A local English council has caused a furore once again over plans to promote itself internationally as a cultural heritage destination three years after it controversially sold a 4,500-year-old Egyptian statue.

In a report for the council’s scrutiny committee released this month, Northampton Borough Council announced its intention to assess its heritage holdings in order to promote the town’s global cultural reputation and increase its visitor numbers.

The council scandalised campaigners and Britain’s Egyptian ambassador in 2014 when it sold a limestone statue of Sekhemka to fund the expansion of its museum. Former Minister for Culture, Ed Vaizey, placed a temporary export bar on the statue in 2015 until 29 March 2016 to enable a UK buyer to meet the £15.8 million price tag it fetched at auction.

After no UK buyer for the statue was found, the temporary export bar was lifted. Sekhemka is now thought to be held by a US private collector. Egypt’s ambassador to Britain in 2013, Ahsraf Elkholy, said the council should have returned the statue to Egypt if it no longer wanted it and that its sale constituted “an abuse to the Egyptian archaeology and the cultural property”.

Sekhemka was acquired by the second Marquis of Northampton on a trip to Egypt in 1850 and was later presented to Northampton Museum by his son. Sekhemka is believed to have been a high court official, a judge and administrator and the artefact dates from the 2400-2300 BC. Depicting him reading a scroll, the statue may have been placed in Sekhemka’s tomb.

In March 2016, the Egyptian ambassador to Britain intervened to save the statue for display in Britain and Egypt.

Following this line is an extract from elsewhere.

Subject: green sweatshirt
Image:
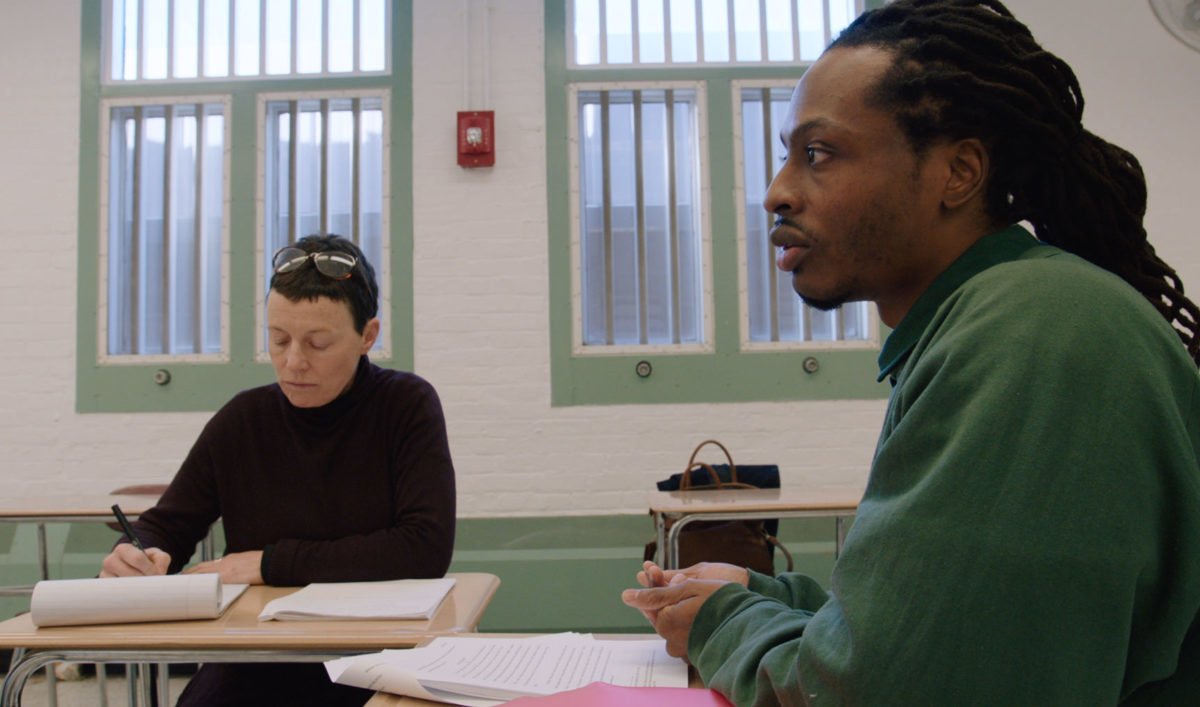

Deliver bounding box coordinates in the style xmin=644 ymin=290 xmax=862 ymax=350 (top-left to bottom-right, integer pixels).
xmin=688 ymin=227 xmax=1200 ymax=707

Ambassador Nasser Kamel devised a plan whereby the Egyptian embassy would purchase the statue and loan it to London’s British Museum and Cairo’s Egyptian Museum for six months at a time.

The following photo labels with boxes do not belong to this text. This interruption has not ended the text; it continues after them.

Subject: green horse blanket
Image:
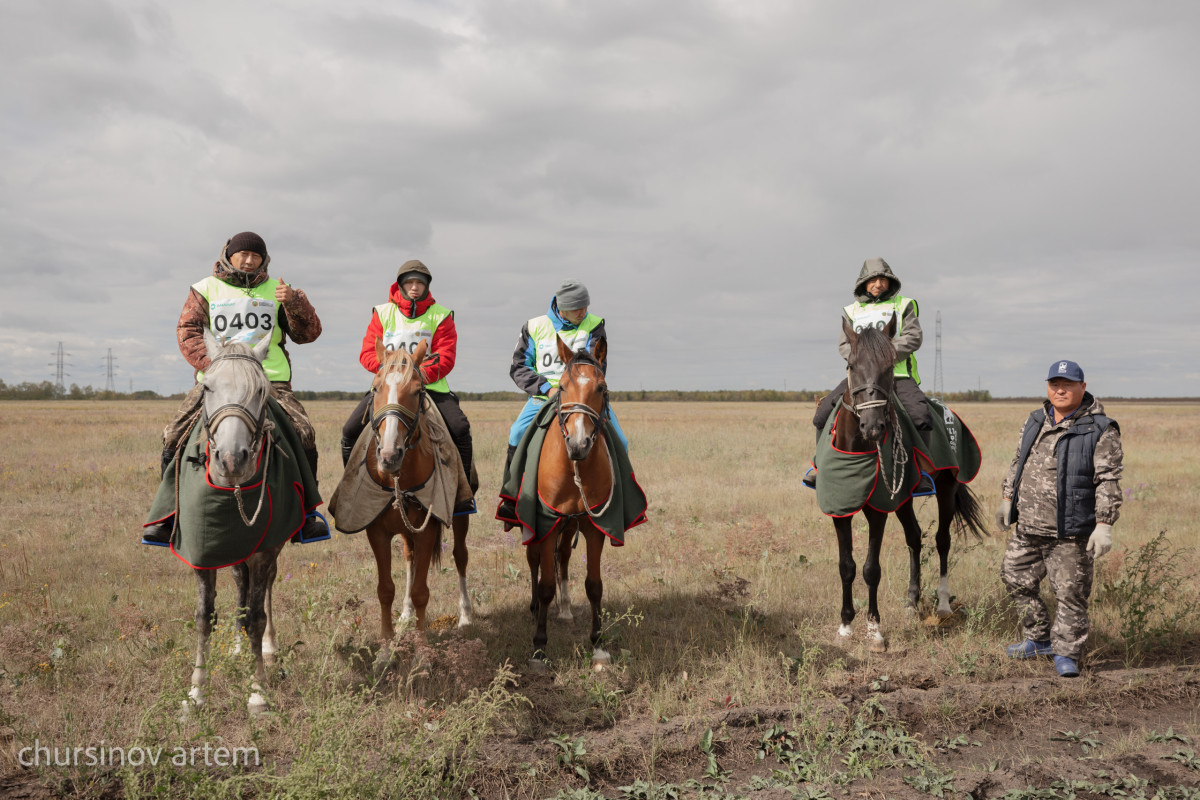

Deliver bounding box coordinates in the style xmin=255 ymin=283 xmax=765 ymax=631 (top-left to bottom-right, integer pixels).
xmin=146 ymin=397 xmax=322 ymax=570
xmin=812 ymin=395 xmax=980 ymax=517
xmin=497 ymin=403 xmax=646 ymax=547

Campaigners from the Save Sekhemka Action Group said “The ambassador’s suggestion shows the level of anger the sale of Sekhemka aroused and commitment to keeping the statue in the public domain in the two nations”.

The latest report from Northampton Borough Council has inflamed tensions once again. Save Sekhemka chairman, Gunilla Loe, struggled to find something positive to say about the council’s plans. “I do not think they (the council) understand culture and heritage”, Loe stated.